In contrast to the KA model, injection of the GABA antagonist PTZ is a kindling model that mimics mild absence to clonic-tonic SE with tissue alterations only in later stages, especially in the hippocampus [39, 40]. Interestingly, and unlike in the KA model, seizures of the PTZ model did not lead to an altered T2 signal or [18F]FET uptake at any seizure level, although there are reports about altered T2 signals in late stages of PTZ-kindled rats [41].

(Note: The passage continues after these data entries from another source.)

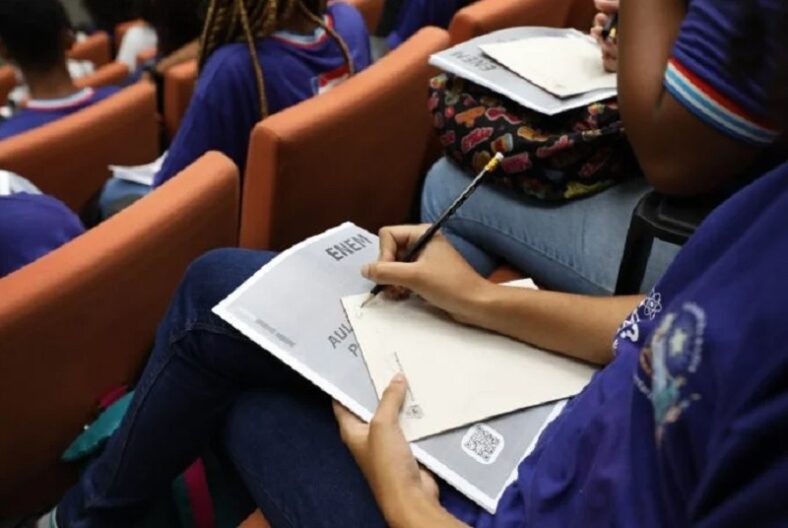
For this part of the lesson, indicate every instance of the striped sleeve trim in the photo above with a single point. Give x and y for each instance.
(714, 108)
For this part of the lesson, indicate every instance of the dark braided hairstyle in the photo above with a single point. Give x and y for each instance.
(250, 20)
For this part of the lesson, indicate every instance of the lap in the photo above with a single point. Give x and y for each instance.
(572, 246)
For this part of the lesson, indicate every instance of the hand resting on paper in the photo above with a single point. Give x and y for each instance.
(407, 495)
(609, 46)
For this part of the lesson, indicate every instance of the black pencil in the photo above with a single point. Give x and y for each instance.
(610, 29)
(421, 243)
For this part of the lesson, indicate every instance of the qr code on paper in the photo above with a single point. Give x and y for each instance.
(483, 443)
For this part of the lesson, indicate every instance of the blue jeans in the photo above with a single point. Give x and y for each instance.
(203, 379)
(574, 246)
(118, 194)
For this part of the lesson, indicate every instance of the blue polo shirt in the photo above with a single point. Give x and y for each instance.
(226, 107)
(32, 225)
(688, 425)
(41, 112)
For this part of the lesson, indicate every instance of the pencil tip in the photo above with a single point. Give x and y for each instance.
(368, 300)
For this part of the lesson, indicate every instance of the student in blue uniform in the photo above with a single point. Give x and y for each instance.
(684, 425)
(35, 35)
(31, 224)
(695, 122)
(300, 50)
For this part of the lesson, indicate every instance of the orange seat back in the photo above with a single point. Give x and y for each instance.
(81, 320)
(355, 153)
(7, 83)
(69, 158)
(112, 74)
(96, 48)
(179, 83)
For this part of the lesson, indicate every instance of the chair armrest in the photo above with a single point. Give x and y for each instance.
(82, 319)
(486, 16)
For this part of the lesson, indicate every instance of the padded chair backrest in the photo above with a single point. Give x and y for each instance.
(7, 83)
(69, 158)
(179, 83)
(96, 49)
(355, 153)
(81, 320)
(112, 74)
(371, 10)
(486, 16)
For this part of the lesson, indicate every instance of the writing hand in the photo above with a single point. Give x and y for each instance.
(441, 276)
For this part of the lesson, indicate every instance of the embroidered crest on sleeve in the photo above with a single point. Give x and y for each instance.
(672, 355)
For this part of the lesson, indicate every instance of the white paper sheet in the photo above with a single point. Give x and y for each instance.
(468, 61)
(565, 66)
(457, 374)
(141, 174)
(292, 309)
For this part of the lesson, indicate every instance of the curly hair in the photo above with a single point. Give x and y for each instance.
(247, 21)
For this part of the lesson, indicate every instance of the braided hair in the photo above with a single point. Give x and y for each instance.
(247, 21)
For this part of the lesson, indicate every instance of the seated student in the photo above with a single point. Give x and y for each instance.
(31, 224)
(416, 14)
(671, 94)
(669, 433)
(35, 35)
(290, 51)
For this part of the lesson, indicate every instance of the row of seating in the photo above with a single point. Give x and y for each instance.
(89, 310)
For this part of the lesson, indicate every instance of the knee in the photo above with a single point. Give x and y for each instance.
(215, 275)
(438, 190)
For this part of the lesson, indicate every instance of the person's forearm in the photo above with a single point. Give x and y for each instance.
(575, 325)
(647, 32)
(421, 513)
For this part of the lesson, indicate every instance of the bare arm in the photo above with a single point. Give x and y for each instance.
(659, 127)
(575, 325)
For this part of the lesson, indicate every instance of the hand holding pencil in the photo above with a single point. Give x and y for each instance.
(421, 260)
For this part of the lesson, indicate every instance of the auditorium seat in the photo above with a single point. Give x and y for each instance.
(69, 158)
(355, 153)
(96, 48)
(7, 83)
(486, 16)
(111, 74)
(371, 10)
(81, 321)
(179, 83)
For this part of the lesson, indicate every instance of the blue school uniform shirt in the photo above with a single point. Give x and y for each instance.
(688, 425)
(32, 225)
(225, 106)
(41, 112)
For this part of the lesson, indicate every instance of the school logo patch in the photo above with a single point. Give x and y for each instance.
(326, 81)
(673, 354)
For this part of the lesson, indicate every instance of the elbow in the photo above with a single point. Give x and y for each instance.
(670, 178)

While MR findings indicating an edema normalized during the 4 weeks after the SE regardless of the level of tissue damage, neuronal loss was accompanied by massive microglial and astrocyte activation. According to the neuronal loss especially in the amygdala and hippocampus area (Fig. 3), the recovery of decreased [18F]FET uptake to the baseline level in those areas was surprising. A possible explanation might be the microglia and astrocyte activation, which were shown to slightly increase the [18F]FET uptake in other pathological states [42]. Decreased uptake due to neuronal loss and increased uptake due to activation processes in the same region cannot be separated in PET due to relatively low spatial resolution and partial volume effects. Hence, uptake appears to be within normal range.

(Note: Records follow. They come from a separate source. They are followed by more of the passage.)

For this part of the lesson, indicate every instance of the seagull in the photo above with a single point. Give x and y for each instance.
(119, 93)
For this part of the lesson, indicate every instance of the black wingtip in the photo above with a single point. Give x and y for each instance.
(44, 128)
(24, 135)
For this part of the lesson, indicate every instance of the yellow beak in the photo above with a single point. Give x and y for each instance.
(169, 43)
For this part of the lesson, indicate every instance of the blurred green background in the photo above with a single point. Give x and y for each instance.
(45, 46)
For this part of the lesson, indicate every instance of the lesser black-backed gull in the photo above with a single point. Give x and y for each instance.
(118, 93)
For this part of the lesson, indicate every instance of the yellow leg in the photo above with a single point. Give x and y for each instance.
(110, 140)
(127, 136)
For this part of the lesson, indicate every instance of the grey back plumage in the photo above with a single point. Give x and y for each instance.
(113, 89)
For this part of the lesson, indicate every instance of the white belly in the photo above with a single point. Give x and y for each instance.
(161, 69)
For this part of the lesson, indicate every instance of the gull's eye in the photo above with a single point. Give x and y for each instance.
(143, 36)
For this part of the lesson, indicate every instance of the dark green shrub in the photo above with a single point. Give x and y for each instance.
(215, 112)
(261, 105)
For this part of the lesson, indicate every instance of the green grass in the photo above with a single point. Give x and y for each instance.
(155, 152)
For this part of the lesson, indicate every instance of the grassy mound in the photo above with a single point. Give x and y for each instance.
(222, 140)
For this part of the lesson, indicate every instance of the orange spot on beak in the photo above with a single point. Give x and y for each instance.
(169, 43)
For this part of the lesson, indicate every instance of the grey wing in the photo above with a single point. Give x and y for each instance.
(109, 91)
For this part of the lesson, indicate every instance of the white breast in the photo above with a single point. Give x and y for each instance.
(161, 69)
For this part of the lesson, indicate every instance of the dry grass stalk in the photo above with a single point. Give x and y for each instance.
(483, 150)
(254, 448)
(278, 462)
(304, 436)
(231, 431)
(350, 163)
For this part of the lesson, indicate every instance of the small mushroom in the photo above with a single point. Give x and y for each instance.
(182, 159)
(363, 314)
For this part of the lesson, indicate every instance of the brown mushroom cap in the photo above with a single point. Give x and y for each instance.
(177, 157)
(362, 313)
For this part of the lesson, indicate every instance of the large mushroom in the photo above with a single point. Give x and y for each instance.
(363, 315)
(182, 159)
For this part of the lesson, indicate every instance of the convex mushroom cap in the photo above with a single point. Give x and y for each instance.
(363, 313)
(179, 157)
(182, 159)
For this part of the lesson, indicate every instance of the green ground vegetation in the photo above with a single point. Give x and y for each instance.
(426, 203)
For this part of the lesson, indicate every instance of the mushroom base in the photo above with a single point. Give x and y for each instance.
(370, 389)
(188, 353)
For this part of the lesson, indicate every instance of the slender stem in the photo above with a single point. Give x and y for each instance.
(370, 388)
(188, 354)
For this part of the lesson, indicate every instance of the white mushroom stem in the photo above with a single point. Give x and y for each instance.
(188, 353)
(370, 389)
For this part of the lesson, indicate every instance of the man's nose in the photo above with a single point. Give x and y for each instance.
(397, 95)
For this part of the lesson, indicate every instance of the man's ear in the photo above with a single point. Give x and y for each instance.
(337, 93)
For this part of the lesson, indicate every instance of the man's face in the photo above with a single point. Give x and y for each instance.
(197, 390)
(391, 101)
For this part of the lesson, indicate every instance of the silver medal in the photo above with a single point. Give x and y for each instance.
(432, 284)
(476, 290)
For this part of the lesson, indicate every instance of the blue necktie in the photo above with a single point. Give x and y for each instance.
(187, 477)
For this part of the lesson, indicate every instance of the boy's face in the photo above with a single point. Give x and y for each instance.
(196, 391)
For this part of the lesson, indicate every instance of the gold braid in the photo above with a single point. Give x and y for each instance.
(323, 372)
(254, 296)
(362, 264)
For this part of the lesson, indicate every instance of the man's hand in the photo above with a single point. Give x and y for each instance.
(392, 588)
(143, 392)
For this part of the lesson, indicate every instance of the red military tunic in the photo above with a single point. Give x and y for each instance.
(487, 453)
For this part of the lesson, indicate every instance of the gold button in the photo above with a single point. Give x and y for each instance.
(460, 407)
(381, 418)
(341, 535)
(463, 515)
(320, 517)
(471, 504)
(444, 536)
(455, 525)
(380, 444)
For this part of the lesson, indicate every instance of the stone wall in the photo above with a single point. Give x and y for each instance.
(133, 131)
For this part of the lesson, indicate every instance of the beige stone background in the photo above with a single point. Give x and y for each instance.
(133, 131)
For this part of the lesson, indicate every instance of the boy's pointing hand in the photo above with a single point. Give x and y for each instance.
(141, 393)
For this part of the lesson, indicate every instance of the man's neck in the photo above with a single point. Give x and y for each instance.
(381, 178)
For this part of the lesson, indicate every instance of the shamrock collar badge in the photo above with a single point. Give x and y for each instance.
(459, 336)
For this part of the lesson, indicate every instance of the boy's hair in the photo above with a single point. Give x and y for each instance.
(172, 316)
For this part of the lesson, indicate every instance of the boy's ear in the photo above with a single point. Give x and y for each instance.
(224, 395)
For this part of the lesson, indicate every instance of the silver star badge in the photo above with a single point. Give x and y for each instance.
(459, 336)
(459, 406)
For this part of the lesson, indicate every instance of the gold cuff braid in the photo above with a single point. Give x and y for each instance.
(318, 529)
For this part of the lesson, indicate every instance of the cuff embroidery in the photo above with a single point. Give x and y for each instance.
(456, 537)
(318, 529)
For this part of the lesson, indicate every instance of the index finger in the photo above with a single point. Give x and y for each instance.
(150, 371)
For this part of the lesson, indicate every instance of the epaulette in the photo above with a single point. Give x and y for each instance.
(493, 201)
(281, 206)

Although the experiments cover the typical pathophysiological changes in cerebral seizures to a very large extent, the animal models have some limitations, e.g., much shorter medical history and generalized seizures due to systemic exposure while patients suffer more frequently from focal seizures, in particular when seizures are tumor-associated. Furthermore, we did not scan any subjects in ictal states; thus, we cannot make a statement concerning short-term [18F]FET accumulation in ictal state for patients or rats. Finally, due to few controls (n = 2) in the PTZ group, minor changes in the FET accumulation could have been missed. Since the PTZ model is known to show only minor structural changes in contrast to the kainic acid model, it is unlikely that the overall conclusions are affected.

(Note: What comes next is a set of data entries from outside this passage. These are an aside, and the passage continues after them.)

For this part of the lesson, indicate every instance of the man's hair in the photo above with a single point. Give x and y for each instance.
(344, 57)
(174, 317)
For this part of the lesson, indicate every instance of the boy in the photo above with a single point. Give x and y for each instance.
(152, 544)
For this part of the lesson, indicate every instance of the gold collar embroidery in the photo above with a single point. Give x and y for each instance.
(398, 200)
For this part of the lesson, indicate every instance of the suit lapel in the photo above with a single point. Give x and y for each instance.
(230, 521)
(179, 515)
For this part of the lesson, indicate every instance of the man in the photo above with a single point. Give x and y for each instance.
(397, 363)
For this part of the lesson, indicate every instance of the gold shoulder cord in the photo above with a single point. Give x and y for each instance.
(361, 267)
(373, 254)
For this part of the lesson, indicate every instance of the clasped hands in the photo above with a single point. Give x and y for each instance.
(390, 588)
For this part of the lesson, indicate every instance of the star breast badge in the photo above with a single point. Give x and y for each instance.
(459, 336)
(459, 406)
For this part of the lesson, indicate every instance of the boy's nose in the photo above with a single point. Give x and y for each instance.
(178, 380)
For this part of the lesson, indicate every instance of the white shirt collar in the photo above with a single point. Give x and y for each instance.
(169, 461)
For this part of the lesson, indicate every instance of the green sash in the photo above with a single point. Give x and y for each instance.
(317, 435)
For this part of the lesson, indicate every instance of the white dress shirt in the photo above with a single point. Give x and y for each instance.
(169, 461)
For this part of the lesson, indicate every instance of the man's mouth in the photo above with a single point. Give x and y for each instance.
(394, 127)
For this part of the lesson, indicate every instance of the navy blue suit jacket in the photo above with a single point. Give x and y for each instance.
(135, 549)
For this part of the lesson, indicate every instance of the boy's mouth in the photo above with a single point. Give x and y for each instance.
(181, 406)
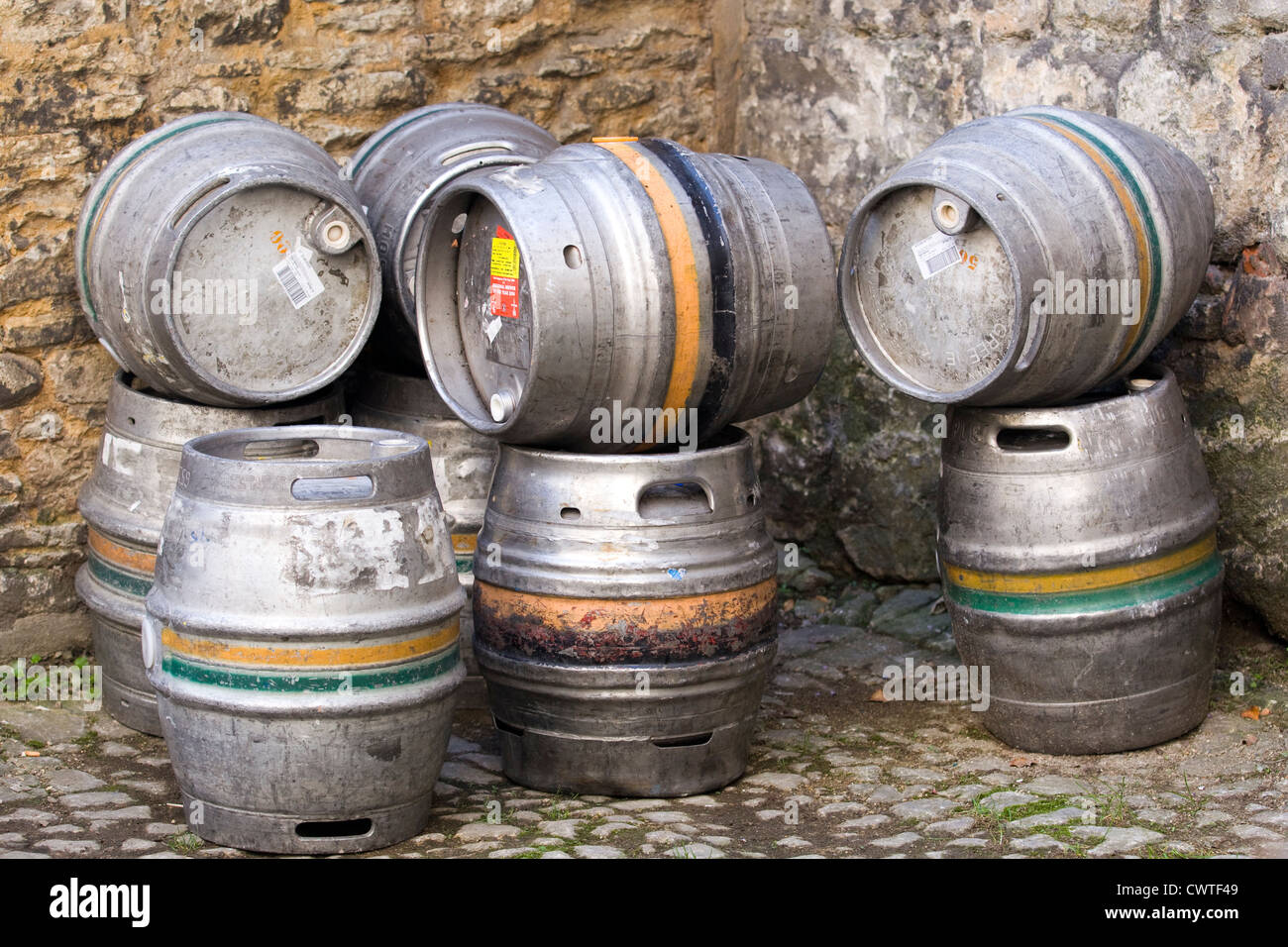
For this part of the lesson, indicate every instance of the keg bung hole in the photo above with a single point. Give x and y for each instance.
(313, 488)
(1031, 440)
(669, 500)
(339, 828)
(279, 450)
(694, 740)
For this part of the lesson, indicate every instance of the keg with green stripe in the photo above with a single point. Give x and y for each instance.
(124, 502)
(1025, 258)
(1078, 554)
(463, 471)
(222, 258)
(301, 637)
(625, 616)
(623, 279)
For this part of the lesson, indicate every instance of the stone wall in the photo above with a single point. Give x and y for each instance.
(845, 91)
(78, 80)
(841, 91)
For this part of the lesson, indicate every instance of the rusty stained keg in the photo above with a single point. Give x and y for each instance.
(1077, 547)
(124, 504)
(1024, 260)
(623, 617)
(301, 637)
(623, 277)
(220, 258)
(403, 165)
(463, 471)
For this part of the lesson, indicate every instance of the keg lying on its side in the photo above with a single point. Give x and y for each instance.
(124, 502)
(1078, 554)
(623, 617)
(301, 637)
(403, 165)
(1025, 258)
(463, 471)
(623, 282)
(220, 258)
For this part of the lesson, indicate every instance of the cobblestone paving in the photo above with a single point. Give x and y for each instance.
(833, 774)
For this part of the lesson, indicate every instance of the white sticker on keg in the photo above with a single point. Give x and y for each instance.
(297, 278)
(935, 254)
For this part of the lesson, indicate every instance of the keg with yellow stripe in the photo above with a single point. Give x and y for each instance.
(623, 275)
(301, 637)
(463, 471)
(623, 616)
(1025, 258)
(124, 502)
(1077, 548)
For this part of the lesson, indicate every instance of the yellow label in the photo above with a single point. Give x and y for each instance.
(505, 258)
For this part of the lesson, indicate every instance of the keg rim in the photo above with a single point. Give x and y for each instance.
(859, 325)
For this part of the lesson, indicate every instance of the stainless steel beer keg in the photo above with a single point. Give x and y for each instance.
(623, 617)
(1077, 547)
(301, 634)
(1025, 258)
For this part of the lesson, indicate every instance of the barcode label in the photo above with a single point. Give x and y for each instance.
(935, 254)
(297, 278)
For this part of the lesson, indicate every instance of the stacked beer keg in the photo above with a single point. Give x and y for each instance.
(606, 313)
(1020, 269)
(279, 595)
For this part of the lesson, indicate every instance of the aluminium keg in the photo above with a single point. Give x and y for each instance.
(1025, 258)
(1077, 549)
(623, 279)
(463, 471)
(301, 637)
(623, 616)
(402, 165)
(220, 258)
(124, 504)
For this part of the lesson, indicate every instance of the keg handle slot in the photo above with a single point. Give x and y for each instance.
(339, 828)
(279, 449)
(670, 499)
(312, 488)
(194, 200)
(692, 740)
(1031, 440)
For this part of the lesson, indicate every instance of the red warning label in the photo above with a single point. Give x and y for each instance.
(503, 295)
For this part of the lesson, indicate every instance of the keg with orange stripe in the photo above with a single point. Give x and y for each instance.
(301, 637)
(463, 471)
(623, 616)
(623, 275)
(124, 502)
(1025, 258)
(1077, 548)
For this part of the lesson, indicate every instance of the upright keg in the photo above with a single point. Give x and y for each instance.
(1078, 554)
(623, 282)
(220, 258)
(463, 471)
(402, 166)
(623, 617)
(1025, 258)
(124, 502)
(301, 637)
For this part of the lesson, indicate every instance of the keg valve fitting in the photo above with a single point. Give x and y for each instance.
(953, 215)
(330, 232)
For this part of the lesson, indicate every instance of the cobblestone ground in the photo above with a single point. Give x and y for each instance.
(833, 774)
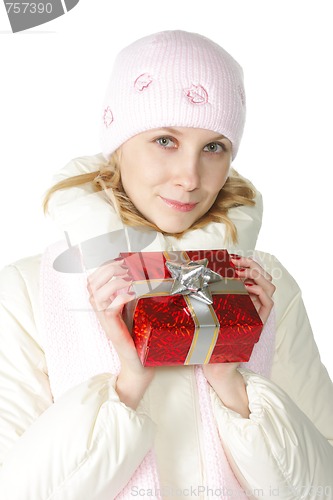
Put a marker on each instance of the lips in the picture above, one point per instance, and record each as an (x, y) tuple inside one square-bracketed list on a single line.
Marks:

We therefore tried to substantiate the results with patient data and identified five patients in our database who underwent [18F]FET PET 48 h to 12 days after seizures for the exclusion of brain tumor-related epilepsy. None of the patients could currently be diagnosed with a brain tumor. Patient diagnosis included TLE with focal aware and unaware as well as focal to bilateral tonic-clonic seizures; two patients were diagnosed with seizures due to structural pathologies. Thus, these diagnoses included some seizure types that may not have been covered by the animal models. No abnormalities of cerebral [18F]FET uptake were noted, neither in limbic structures as observed in the animal experiments, nor gyral uptake as reported by Hutterer and colleagues [12].

Thus, the two preclinical models and patient data cover a wide range of seizure classes with and without tissue alterations, and PET scans were performed in interictal as well as postictal states. In no case, increased [18F]FET uptake comparable with that in the previous reports was seen and a further elucidation of those findings was not possible. Noticeably, in the existent reports of increased [18F]FET and 11C-MET uptake, the seizures were in some cases associated with cortical dysplasia [23, 25], which has distinct histological and structural features [43]. We therefore assume that the observed cases in those reports represent a very rare constellation which was not found in the patient population of this study. This is also supported by the fact that in more than 6000 patients examined with [18F]FET PET in our institute and in a retrospective study examining long-term epilepsy associated tumors with [18F]FET [44], a non-tumor-related, reversible [18F]FET accumulation in connection with epileptic seizures has not been noticed.

Conclusion

Our observation of normal or decreased cerebral [18F]FET uptake in two rat models of different grades of seizure and tissue damage and in five patients with different forms of epilepsy indicate that epileptic seizures per se do not cause longer lasting increased [18F]FET accumulation. Therefore, it is unlikely that [18F]FET accumulation due to epileptic seizures represents a major pitfall in the diagnostics of brain tumors. Furthermore, it can be concluded that [18F]FET PET is not a suitable method to localize epileptic foci.